Da geht fast schon unter, dass Banken, Versicherungen und Vermögensverwalter im Schatten des Brexit gerade mit Hochdruck daran arbeiten, die Finanzarchitektur Europas nach ihren Interessen zu formen. Dazu gehören Schiedsgerichte, mit denen Finanzkonzerne Regierungen auf entgangene Gewinne verklagen können. Dazu gehören auch neue Gremien, in denen Lobbyisten frühzeitig Einfluss auf Regeln und Gesetze nehmen können. Schranken für Hedgefonds oder eine Finanztransaktionssteuer könnten dadurch dauerhaft verhindert werden.

Das belegen interne Dokumente und öffentliche Äußerungen zentraler Finanzmarktakteure wie Goldman Sachs, Blackrock, Allianz oder der City of London Corporation, die Lobby-Control gemeinsam mit anderen Nichtregierungsorganisationen für eine Studie zum Einfluss der Finanzlobby ausgewertet hat.

Die gute Nachricht: Nicht bei allen Punkten dringt die Finanzlobby durch. Die schlechte: Ihre Forderung nach „regulatorischer Kooperation“ findet auf beiden Seiten des Ärmelkanals Zustimmung. Hinter diesem sperrigen Begriff verbirgt sich eine Art Schattenparlament für Lobbyisten. Konkret sollen Industrievertreter über intransparente Gremien frühzeitig und ohne demokratische Kontrolle an Gesetzen und Regeln, die sie selbst betreffen, mitwirken dürfen.

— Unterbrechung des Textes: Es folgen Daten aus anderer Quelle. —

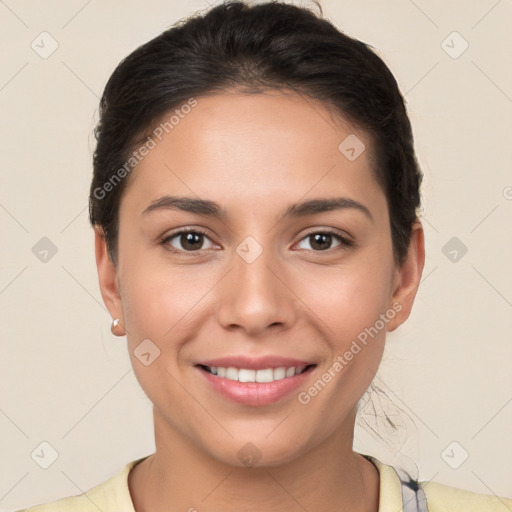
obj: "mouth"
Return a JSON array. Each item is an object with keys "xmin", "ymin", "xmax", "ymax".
[
  {"xmin": 195, "ymin": 362, "xmax": 317, "ymax": 407},
  {"xmin": 197, "ymin": 364, "xmax": 316, "ymax": 383}
]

Gerade in einem Sektor wie der Finanzbranche ist das gefährlich. So ist der Zusammenbruch des Versicherungsgiganten AIG während der Finanzkrise auch auf die regulatorische Kooperation zwischen USA und Europa zurückzuführen. Die hatte zur Folge, dass offiziell US-Behörden für AIG-Aktivitäten in Europa zuständig waren – sich aber niemand um deren Kontrolle kümmerte.

In einer Demokratie sollten Bürger und gewählte Politiker entscheiden, wie sie Geld- und Finanzströme regeln, kontrollieren und besteuern wollen. Das darf nicht der Finanzbranche selbst überlassen werden. Egal, ob die Industrie nun in Frankfurt, Paris oder Dublin sitzt.